OpsRamp configuration

To configure SSO integration, from the console:

  1. From All Clients, select a client.

  2. Go to Setup > Account.

  3. Select the Integrations and Apps tab.

  4. The Installed Integrations page, where all the installed applications are displayed. Note: If there are no installed applications, it will navigate to the Available Integrations and Apps page.

  5. Click + ADD on the Installed Integrations page. The Available Integrations and Apps page displays all the available applications along with the newly created application with the version.
    Note: You can even search for the application using the search option available. Also you can use the All Categories option to search.

  6. From Available Integrations and Apps, click +ADD on the Active Directory Federation Service and click Install.

    SSO - Tenant unique prefix
  7. Enter:

    • Issuer URL: Identity provider Issuer URL
    • Redirection URL: SAML EndPoints for HTTP
    • Logout URL: URL for logging out
    • Certificate: x.509 Certificate

  8. Provision Username as: There are two ways to provision a user:

    • Identify Provider’s Name Identifier option is selected by default. The user which is created in the SSO portal will reflect in OpsRamp.

    • Identify Provider’s Name Identifier with OpsRamp tenant-unique prefix: This option allows you to:

      • Create usernames with a unique 3-digit alphanumeric prefix, that is generated automatically by the system.
      • Install the same identity provider across multiple OpsRamp tenants.
        Note: Once you enable this option and install the integration, you cannot revert your changes.
        Example: There are three partners, Partner P1, P2, and P3. Each partner has usernames created with unique 3-digit alphanumeric prefix, like g0z.username1 for partner P1, p0w.username1 for partner P2, and t9q.username1 for partner P3.

      After installing the integration, when you click the integration name in the Configuration tab, the User Provision section will show the unique tenant prefix.

      User Provision - Tenant prefix
  9. Click Install.

    User Provision:

    • Select the following details and click Save:
    • Provision Type: SCIM. When configuring the integration it is necessary to select the Provision Type - SCIM to synchronize users and groups when provisioning occurs.
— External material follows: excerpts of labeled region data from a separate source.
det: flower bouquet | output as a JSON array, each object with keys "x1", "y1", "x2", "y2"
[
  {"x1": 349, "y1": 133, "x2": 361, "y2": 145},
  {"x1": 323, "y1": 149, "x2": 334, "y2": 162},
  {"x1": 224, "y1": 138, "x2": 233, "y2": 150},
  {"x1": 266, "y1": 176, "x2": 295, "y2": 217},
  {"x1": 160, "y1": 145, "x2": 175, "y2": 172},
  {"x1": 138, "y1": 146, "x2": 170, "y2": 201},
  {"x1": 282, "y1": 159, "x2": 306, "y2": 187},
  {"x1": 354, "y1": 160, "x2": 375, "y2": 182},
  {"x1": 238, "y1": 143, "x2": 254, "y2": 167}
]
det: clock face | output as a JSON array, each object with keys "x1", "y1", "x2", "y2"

If you select provision type as JIT, JIT user is created during user login.
    • Default Role: The required user role.

  10. Copy the URL and Token information. These details are used when configuring Azure AD Provisioning settings.
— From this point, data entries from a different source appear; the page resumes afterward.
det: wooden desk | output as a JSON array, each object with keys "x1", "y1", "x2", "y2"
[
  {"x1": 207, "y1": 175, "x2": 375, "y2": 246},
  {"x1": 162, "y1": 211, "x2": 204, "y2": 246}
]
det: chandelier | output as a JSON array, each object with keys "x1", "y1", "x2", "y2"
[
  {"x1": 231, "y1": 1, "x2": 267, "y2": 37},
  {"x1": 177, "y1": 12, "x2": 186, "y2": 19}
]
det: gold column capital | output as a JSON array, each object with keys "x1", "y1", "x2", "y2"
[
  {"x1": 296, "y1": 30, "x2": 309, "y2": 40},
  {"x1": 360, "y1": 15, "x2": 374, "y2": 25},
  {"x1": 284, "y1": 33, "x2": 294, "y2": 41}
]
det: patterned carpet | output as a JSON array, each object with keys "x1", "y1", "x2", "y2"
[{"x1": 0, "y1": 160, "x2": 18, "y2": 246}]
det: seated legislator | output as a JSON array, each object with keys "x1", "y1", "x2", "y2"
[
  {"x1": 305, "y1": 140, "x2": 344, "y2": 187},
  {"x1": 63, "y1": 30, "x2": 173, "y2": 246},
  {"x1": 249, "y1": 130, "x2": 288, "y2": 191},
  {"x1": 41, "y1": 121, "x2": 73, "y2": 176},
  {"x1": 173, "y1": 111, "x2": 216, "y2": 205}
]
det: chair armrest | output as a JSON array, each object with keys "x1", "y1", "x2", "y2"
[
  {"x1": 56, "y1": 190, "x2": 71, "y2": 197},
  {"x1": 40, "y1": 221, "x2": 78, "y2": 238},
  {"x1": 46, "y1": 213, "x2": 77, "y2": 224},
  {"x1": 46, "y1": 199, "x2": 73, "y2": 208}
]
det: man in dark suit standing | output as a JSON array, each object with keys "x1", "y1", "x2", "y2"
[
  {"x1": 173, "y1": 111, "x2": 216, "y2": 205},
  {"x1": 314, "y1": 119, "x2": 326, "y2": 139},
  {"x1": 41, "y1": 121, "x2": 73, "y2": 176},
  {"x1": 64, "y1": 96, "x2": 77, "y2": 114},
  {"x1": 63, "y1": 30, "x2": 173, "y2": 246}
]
  11. Define the following Map Attributes:

    Role mapping is required for groups and users.

    User:

    1. Select OpsRamp Entity as User and OpsRamp Property as Role.
    1. Click +. The Create User Mapping on Role popup is displayed.

    a. Third-party Entity: Enter the value.
    b. Third-party Property: Enter the value.
    OpsRamp Entity and OpsRamp Property are populated automatically.
    Under Add Property Values:
    c. Third-party Property Value: Enter the value that is coming from Azure side (from the payload).
    d. OpsRamp Property Value: Select the appropriate role corresponding to the Third-party Property Value. To add more property values click +.
    e. Click Save. The mapping is saved and displayed.
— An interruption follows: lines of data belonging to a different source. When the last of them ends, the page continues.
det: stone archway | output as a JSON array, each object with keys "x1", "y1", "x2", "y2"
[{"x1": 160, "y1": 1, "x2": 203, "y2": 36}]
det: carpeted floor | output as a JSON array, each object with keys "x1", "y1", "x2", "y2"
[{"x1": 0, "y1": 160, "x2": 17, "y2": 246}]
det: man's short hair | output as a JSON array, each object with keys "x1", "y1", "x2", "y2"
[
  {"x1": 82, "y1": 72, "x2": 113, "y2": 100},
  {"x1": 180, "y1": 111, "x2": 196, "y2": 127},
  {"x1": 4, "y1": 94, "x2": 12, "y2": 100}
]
    Similarly, map attributes for other entities like First Name, Last Name, Mobile Number, Phone, Email, etc.

    User Group:

    1. Select OpsRamp Entity as User Group and OpsRamp Property as Role.
    1. Click +. The Create User Group Mapping on Role popup is displayed.

    a. Third-party Entity: Enter the value.
    b. Third-party Property: Enter the value.
    OpsRamp Entity and OpsRamp Property are populated automatically.
    Under Add Property Values:
    c. Third-party Property Value: Enter the value that is coming from Azure side (from the payload).
    d. OpsRamp Property Value: Select the appropriate role corresponding to the Third-party Property Value. To add more property values click +.
    e. Click Save. The mapping is saved and displayed.

If the Role is not configured in Map Attributes section, the Default Role provided in User Provision is considered for SSO.